Opinion
A93A2334.
DECIDED FEBRUARY 25, 1994.
Habitual violator. Fulton Superior Court. Before Judge Alexander.
Brian Steel, for appellant.
Lewis R. Slaton, District Attorney, Carl P. Greenberg, Assistant District Attorney, for appellee.
Johnny Long Woody was indicted by a Fulton County grand jury on a felony charge of habitual violator, OCGA § 40-5-58. The indictment alleged that Woody "on the 17th day of September, 1992 did unlawfully operate a motor vehicle after accused had received notice that his driver's license had been revoked under the provisions of Section 40-5-58 of the Driver's Licensing Act, notice to accused having been given September 28, 1987, in accordance with said laws, and accused thereafter had not obtained a valid driver's license." Woody filed a "Motion to Dismiss/General Demurrer" in which he challenged the date of notice, contending that notice had actually been given to him on August 15, 1987. The State acknowledged that the August date of notice was correct. The trial court granted the motion as to the felony charge but allowed the case to proceed on a misdemeanor charge under the same Code section. Woody's motion for a continuance was denied.
Woody then entered a plea of guilty to the misdemeanor charge under OCGA § 40-5-58, reserving his right to appeal the trial court's refusal to dismiss the misdemeanor charge. See Mims v. State, 201 Ga. App. 277 ( 410 S.E.2d 824) (1991).
1. Woody first enumerates as error the failure of the trial court to dismiss the indictment in toto for a fatal variance between the offense charged in the indictment and that for which he would have been tried absent his plea of guilty.
OCGA § 40-5-58 (c) (1) by its terms also defines a misdemeanor lesser included offense of operating a motor vehicle after revocation of a driver's license and before issuance of a new license. This misdemeanor offense differs from the offense of felony habitual violator only in that it does not require the element of operating the motor vehicle within five years of notice of revocation. "A crime is `included' within another if, as a matter of fact, or `alternatively' as a matter of law, the conditions stipulated by OCGA § 16-1-6 are satisfied." (Citations and punctuation omitted, emphasis in original.) Parks v. State, 180 Ga. App. 31, 32 (4) ( 348 S.E.2d 481) (1986) (driving with a suspended or revoked license under OCGA § 40-5-121 a lesser included offense of habitual violator under OCGA § 40-5-58).
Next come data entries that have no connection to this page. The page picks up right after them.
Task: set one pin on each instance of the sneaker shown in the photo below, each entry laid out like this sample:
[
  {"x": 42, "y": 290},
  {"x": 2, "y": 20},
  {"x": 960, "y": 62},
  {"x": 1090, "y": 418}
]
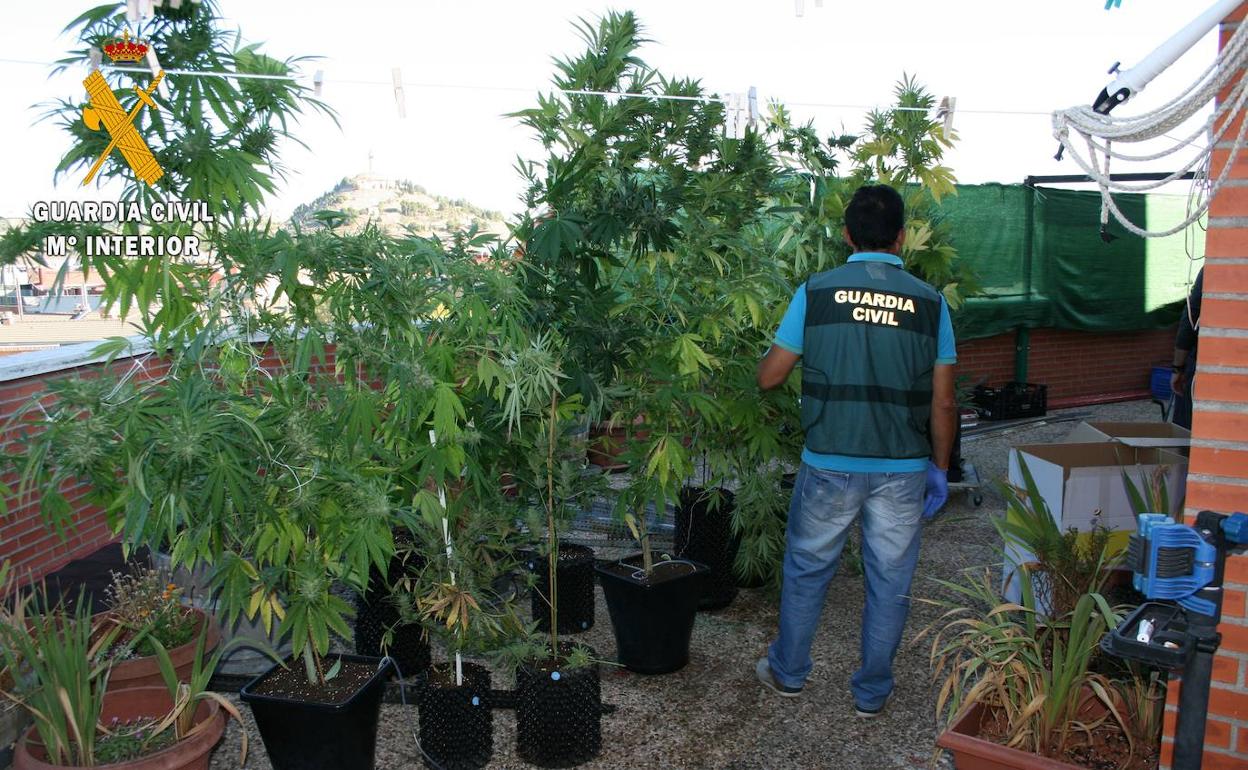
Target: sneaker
[
  {"x": 764, "y": 673},
  {"x": 862, "y": 713}
]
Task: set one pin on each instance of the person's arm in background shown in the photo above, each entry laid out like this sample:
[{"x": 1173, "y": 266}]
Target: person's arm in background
[
  {"x": 944, "y": 414},
  {"x": 776, "y": 366},
  {"x": 1184, "y": 341},
  {"x": 944, "y": 418}
]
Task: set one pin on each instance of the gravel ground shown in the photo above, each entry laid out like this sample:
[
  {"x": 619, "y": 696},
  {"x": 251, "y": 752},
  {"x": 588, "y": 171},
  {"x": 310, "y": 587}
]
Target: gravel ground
[{"x": 714, "y": 714}]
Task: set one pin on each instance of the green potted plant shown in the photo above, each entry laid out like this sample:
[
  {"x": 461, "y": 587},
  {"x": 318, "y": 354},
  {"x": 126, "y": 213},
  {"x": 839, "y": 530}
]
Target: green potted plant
[
  {"x": 469, "y": 547},
  {"x": 1021, "y": 683},
  {"x": 145, "y": 610},
  {"x": 387, "y": 622},
  {"x": 1025, "y": 692},
  {"x": 60, "y": 677},
  {"x": 558, "y": 695},
  {"x": 653, "y": 604}
]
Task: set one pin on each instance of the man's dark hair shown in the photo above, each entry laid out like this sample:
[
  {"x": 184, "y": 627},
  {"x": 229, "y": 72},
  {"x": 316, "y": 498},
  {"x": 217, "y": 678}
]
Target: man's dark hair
[{"x": 874, "y": 217}]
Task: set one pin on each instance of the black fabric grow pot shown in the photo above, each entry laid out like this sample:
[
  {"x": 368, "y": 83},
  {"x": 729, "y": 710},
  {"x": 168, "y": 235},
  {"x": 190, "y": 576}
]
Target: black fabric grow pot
[
  {"x": 653, "y": 618},
  {"x": 704, "y": 534},
  {"x": 558, "y": 715},
  {"x": 575, "y": 574},
  {"x": 457, "y": 726},
  {"x": 306, "y": 735}
]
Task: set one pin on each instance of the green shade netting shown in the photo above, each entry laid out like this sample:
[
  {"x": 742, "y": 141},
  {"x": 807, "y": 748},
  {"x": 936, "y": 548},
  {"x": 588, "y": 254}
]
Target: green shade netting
[{"x": 1041, "y": 261}]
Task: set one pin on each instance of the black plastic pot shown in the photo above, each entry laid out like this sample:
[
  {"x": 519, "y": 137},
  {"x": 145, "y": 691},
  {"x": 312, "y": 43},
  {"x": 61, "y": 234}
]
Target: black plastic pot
[
  {"x": 653, "y": 618},
  {"x": 457, "y": 726},
  {"x": 704, "y": 534},
  {"x": 575, "y": 575},
  {"x": 558, "y": 715},
  {"x": 305, "y": 735}
]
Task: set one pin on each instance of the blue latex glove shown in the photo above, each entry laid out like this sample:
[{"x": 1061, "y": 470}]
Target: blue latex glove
[{"x": 936, "y": 492}]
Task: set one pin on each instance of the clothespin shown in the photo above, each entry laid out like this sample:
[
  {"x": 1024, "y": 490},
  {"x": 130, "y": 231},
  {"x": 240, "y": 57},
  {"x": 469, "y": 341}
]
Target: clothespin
[
  {"x": 154, "y": 65},
  {"x": 397, "y": 77},
  {"x": 945, "y": 111}
]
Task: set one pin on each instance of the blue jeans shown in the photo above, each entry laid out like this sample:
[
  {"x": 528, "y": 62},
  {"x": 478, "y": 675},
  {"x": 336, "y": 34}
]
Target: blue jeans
[{"x": 825, "y": 504}]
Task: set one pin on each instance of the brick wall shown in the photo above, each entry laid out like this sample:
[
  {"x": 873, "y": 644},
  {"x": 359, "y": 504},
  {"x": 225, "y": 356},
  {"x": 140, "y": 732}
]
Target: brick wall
[
  {"x": 1078, "y": 367},
  {"x": 1218, "y": 474},
  {"x": 30, "y": 547}
]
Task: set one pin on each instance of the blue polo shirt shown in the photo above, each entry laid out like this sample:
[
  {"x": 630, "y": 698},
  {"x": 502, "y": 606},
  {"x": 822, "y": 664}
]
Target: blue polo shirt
[{"x": 789, "y": 337}]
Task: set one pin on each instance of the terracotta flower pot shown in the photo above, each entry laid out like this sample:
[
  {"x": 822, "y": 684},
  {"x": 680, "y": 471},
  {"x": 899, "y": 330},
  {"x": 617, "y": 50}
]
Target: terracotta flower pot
[
  {"x": 191, "y": 753},
  {"x": 974, "y": 753},
  {"x": 145, "y": 672}
]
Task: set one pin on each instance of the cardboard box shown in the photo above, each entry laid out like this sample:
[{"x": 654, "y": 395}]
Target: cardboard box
[
  {"x": 1162, "y": 434},
  {"x": 1080, "y": 479}
]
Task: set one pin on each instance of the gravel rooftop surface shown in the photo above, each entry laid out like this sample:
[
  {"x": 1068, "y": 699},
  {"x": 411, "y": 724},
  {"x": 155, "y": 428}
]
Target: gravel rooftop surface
[{"x": 714, "y": 714}]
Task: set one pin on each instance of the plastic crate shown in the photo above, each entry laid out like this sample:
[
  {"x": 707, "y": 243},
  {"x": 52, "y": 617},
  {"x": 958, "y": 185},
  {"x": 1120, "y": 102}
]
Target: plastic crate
[
  {"x": 1158, "y": 383},
  {"x": 1014, "y": 401}
]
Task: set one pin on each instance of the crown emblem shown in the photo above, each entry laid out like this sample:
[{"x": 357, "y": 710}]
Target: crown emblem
[{"x": 125, "y": 49}]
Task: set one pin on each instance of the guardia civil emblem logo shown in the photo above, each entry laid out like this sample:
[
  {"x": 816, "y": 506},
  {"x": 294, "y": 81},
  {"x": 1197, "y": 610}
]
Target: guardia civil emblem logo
[{"x": 106, "y": 111}]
Since the misdemeanor offense does not contain the element of operating a motor vehicle within five years of notice of revocation, any allegations regarding the time at which Woody committed the offense of operating a motor vehicle after revocation of his license and before issuance of a new license were unnecessary. "In criminal law an unnecessarily minute description of a necessary fact must be proved as charged; but an unnecessary description of an unnecessary fact need not be proved." (Citations and punctuation omitted.) Williams v. State, 196 Ga. App. 154, 156 (1) ( 395 S.E.2d 399) (1990).
2. Woody also enumerates as error the trial court's denial of his motion for a continuance, made on the day of trial. However, Woody did not expressly reserve this issue for appeal. The transcript reveals that the guilty plea was accepted conditioned on Woody's right to appeal "based on an interpretation of Code Section 40-5-58 (c) (1)." Despite Woody's contention that the issue was preserved, the transcript contains no reservation of the right to appeal the denial of Woody's motion for a continuance. "[U]nless the trial court expressly approves the reservation of the issue and accepts the guilty plea with that condition, the issue is not preserved." Mims v. State, supra at 279.
Judgment affirmed. Beasley, P. J., and Cooper, J., concur.